Nor can I say much about Gill himself. A brief bio of him (born in the South Pacific, no birth year given, "now" lives in Europe) is appended to the last page of the Kiki paperback; my bibliographic Googling turned up little about him other than that he once apparently was the head of drama at the BBC. Copies of his other novels were on eBay, all suspense thrillers. He had no Goodreads author page and his books were misattributed, identifying him as a John Gill who was a Catholic theologian in, oh, the 18th century. I corrected that as well as I could.

 
There's a very subtle, creepy quality to Kiki that I think would appeal to horror fans who appreciate offbeat, genre-adjacent works. If you've enjoyed past TMHF favorites The Happy Man, The Tenant, The Cormorant, you just might find Kiki to your taste.
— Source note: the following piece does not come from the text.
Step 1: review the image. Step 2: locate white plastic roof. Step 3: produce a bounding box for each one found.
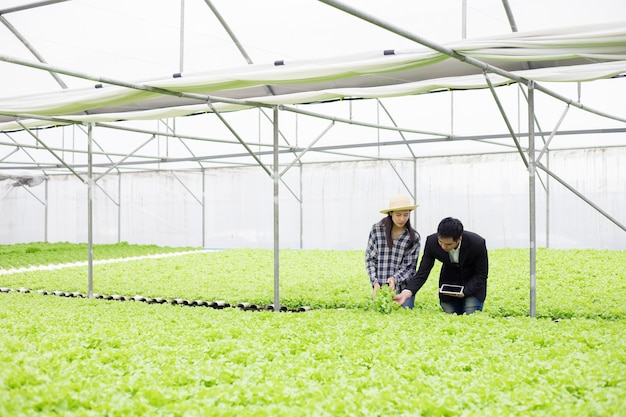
[1,19,625,131]
[0,0,625,166]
Gill’s smoothly professional prose and pacing isn’t entirely original, but much welcomed anyway. The vibe is reminiscent of vintage Polanski: European, insular, obsessive, cool, detached; Hitchcock himself would have approved of the goings-on as well. Twists and turns are ably deployed; the climactic confrontation(s) satisfy, all laced with a delicious black irony. I went into Kiki blind; I'd encourage everyone else to do the same!

1 comment:

Steven Arellano Rose Jr. said...

Sounds like an interesting book. That second book cover, the one with the gal on the giant key (or the little gal on the normal size key? Just a dumb vice versa joke on my part), is super.